Recommendations for high data availability

In terms of high data availability, the following mechanisms are used:

  • Multiple nodes for data.
  • Multiple replicas for indexes.
  • Indexes roll over according to the recommended schema:
    • When the index reaches 50GB, a new index is created;
    • A new index is created every thirty days.
  • The data is sent to the alias linked to the active index, that is, the index rollover must not affect operability of the schema in the example.

Index rollover

Index rollover uses the following Elasticsearch entities:

  • Indexes and index aliases.
  • Index template.
  • Index lifecycle policy.

The first index in the example is created with a numeric suffix.

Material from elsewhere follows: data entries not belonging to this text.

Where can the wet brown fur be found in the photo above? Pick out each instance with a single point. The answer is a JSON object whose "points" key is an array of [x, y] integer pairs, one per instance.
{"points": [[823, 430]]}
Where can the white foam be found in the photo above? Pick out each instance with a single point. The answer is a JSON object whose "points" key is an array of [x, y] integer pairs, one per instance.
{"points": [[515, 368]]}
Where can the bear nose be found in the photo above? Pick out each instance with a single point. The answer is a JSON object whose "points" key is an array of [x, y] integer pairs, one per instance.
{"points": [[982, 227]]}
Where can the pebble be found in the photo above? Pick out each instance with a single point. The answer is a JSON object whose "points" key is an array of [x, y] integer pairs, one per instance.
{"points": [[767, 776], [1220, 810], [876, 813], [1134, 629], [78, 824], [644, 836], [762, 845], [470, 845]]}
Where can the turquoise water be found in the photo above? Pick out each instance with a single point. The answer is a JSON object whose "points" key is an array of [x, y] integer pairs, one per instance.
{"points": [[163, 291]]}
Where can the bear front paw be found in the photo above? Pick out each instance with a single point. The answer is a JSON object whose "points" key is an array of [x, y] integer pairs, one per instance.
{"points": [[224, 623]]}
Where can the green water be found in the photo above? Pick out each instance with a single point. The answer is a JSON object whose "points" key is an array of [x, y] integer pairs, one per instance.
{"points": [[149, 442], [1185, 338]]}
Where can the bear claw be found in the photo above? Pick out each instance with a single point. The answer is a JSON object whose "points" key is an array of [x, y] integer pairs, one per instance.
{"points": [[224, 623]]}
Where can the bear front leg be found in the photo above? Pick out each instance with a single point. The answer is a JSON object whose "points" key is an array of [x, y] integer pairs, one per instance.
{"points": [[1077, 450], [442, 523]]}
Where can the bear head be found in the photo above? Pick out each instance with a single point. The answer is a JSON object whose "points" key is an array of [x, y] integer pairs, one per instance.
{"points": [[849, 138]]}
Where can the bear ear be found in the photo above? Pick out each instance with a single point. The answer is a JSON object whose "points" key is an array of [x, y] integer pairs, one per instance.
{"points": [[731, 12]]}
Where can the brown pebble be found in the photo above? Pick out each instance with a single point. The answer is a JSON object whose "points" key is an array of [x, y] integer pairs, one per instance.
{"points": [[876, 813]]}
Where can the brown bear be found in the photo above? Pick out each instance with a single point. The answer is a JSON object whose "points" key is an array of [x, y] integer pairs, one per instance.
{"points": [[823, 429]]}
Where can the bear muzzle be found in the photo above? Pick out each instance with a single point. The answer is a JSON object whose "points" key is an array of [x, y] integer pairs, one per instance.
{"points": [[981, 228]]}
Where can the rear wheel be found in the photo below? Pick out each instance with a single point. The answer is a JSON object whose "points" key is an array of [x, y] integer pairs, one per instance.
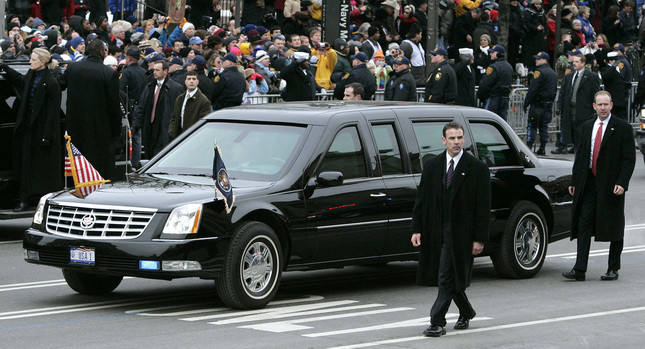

This is to ensure that a new index with a modified suffix is created as a result of rollover.

An alias is assigned to the created index, and this alias is then assigned to the new index at rollover.

Index template

An index template contains all the necessary parameters to create a new index as a result of the rollover:

  • Index pattern. Newly created indexes that meet the pattern are automatically created with the template parameters.
  • Index settings. In our case, this is the name of the index rollover policy, the number of data replicas, and the rollover_alias, that is, the alias that will be moved to the new index.
{
  "index": {
    "lifecycle": {
      "name": "audit-trails-ilm",
      "rollover_alias": "audit-trails-index"
    },
    "number_of_replicas": "2"
  }
}
  • Mapping parameters.

Index lifecycle policy

The index lifecycle policy tracks the lifecycle of our data. As the data becomes older, you can move it to lower-end servers or disks, and, finally, delete them, after a certain period.

In our example, we configured only the hot phase, with only default metrics for the rollover procedure enabled.

But for production deployment, we recommended to plan for the process of data obsolescence (that is, moving it to "slow" nodes), and deletion.

It is recommended to enable data deletion when you have no other phase but the hot one.

After a certain period, indexes with obsolete data will be deleted. If you have set up data snapshots, you can enable the delete option only if a snapshot is present. In this case, specify the name of the snapshot policy.